The village of Oak Park has officially and totally banned the use of gas-powered leaf blowers. The ban is a huge win for residents who have long complained of the extreme noise and environmental pollution caused by gas-powered blowers, but celebrations may prove a bit premature. The ban doesn’t go into full effect until June 1, 2025 — just over two years from now.
The delay is intended to give ample time for bilingual outreach and time for landscaping businesses to phase out current equipment. The time frame also allows for the village to conduct a diversity, equity and inclusion analysis of the ordinance. If all this happens faster than expected, there is a chance the village board could enact the ban sooner. The board, save Trustee Jim Taglia who was absent, passed the ban unanimously at its March 13 meeting.
The ban directly supports the village board’s goal to decrease community-wide greenhouse gas emissions by 60% by 2030 and to reach net-zero 2050 as gas-powered leaf-blower use presents a disproportionate environmental impact. Using a gas-powered leaf blower for just 30 minutes releases the same amount of air pollutants as driving a Ford F-150 pickup truck 3,900 miles, according to the Energy and Environment Commission.
The campaign to ban the lawncare devices wasn’t led by the village’s sustainability department but by the residents of Oak Park, as Trustee Susan Buchanan noted at the village board meeting. Roughly 1,000 residents signed a petition in support of prohibiting year-round use of gas-powered leaf blowers.
“That’s more people signing a petition than I have seen since my time on the board,” Buchanan said.
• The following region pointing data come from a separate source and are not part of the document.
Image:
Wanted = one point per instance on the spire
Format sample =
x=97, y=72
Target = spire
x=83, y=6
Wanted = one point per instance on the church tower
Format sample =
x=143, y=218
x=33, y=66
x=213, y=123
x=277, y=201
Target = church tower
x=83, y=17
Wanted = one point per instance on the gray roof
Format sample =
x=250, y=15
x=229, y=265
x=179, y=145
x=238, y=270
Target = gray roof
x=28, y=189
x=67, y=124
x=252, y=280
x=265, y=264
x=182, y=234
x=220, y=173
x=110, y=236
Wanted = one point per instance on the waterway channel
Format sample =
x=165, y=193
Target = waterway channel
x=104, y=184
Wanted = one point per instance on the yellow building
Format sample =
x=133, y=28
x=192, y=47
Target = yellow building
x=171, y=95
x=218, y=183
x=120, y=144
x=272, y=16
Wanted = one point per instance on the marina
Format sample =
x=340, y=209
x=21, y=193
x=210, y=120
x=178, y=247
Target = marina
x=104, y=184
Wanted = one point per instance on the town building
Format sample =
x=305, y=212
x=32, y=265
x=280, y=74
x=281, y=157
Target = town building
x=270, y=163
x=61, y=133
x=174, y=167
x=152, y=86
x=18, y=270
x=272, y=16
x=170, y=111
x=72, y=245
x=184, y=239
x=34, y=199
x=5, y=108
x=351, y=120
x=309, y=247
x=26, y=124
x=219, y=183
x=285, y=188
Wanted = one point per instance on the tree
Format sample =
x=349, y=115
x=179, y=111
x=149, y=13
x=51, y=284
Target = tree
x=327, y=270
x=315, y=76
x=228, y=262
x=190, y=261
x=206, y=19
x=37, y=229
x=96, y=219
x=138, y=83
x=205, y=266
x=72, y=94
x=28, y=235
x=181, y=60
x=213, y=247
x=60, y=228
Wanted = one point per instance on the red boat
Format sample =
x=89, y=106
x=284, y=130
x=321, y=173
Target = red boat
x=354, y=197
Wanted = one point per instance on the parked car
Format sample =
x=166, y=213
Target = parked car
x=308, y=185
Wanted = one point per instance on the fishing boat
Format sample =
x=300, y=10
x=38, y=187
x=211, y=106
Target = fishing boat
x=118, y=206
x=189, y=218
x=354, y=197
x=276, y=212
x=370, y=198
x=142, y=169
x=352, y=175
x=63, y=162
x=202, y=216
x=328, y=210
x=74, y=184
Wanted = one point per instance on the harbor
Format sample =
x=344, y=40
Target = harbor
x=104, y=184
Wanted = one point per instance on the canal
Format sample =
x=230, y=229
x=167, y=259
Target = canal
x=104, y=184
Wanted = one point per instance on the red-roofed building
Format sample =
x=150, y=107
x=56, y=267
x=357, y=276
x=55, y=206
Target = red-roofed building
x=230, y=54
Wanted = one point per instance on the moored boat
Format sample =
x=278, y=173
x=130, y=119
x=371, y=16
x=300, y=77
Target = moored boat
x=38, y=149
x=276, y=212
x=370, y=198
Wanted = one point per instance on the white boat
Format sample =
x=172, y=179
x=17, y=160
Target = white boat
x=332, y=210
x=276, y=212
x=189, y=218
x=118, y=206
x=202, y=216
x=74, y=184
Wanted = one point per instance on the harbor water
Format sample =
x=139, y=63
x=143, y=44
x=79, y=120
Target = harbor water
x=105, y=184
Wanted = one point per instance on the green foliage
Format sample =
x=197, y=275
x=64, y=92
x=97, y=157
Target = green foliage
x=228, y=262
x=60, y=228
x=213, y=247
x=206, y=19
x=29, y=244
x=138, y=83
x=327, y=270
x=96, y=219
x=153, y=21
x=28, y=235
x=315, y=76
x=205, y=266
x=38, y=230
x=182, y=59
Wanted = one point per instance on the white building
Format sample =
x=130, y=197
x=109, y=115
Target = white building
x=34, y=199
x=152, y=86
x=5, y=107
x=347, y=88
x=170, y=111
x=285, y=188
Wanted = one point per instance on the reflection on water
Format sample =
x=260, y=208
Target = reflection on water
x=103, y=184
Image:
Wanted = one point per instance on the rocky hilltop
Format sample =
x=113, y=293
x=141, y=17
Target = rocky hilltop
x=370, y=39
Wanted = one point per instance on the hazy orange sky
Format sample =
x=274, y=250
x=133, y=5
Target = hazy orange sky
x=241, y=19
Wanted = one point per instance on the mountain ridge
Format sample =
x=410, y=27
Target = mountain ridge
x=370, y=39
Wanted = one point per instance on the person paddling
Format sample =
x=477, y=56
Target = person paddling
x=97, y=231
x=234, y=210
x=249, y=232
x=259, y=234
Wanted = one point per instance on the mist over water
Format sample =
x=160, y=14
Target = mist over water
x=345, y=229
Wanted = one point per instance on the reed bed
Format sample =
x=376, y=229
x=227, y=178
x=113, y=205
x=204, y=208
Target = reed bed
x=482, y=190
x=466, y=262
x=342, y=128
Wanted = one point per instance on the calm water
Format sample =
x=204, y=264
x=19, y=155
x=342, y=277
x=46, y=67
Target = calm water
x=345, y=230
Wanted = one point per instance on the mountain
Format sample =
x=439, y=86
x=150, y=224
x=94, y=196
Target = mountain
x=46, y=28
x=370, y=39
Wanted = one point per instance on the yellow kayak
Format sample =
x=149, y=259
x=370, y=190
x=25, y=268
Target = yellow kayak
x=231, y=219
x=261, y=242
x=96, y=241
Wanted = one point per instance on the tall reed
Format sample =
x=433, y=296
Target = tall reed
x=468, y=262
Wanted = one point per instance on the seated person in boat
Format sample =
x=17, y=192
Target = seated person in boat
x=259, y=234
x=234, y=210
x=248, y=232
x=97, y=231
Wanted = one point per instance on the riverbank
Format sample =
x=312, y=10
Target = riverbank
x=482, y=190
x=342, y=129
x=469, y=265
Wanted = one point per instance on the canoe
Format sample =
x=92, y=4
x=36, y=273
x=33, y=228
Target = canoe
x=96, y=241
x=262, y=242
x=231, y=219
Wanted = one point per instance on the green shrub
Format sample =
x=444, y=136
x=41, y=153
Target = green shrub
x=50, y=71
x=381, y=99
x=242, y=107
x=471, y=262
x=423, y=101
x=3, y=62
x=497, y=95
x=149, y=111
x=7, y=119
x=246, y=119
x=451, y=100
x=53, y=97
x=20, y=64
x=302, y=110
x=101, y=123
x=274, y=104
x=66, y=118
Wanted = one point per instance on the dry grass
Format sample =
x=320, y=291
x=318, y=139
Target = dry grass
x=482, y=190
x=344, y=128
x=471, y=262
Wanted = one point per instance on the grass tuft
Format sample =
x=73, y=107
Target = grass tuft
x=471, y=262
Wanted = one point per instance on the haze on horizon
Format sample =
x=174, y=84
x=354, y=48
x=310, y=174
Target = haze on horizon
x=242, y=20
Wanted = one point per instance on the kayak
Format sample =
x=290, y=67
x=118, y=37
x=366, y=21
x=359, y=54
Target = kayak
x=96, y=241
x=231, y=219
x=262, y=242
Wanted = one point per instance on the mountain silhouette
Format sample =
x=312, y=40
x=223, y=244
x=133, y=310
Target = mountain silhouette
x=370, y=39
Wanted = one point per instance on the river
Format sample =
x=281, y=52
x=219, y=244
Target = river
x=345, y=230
What residents hate most about gas-powered leaf blowers is the extreme noise. The noise emitted by a gas-powered leaf blower ranges between 102-115 decibels at the ear of the operator. This level of noise is dangerous. Noise above 70 decibels over a prolonged period of time can damage hearing while noise above 120 decibels can cause immediate harm to the ears, according to the U.S. Centers for Disease Control and Prevention.
Use of gas-powered leaf blowers is already prohibited in Oak Park between June 1 and Sept. 30, which will remain the case until the ban goes into effect. For landscape companies reluctant to say goodbye to their gas-powered leaf blowers, the village will be providing some incentives to sweeten the transition to electric. Just what those incentives might be has yet to be decided.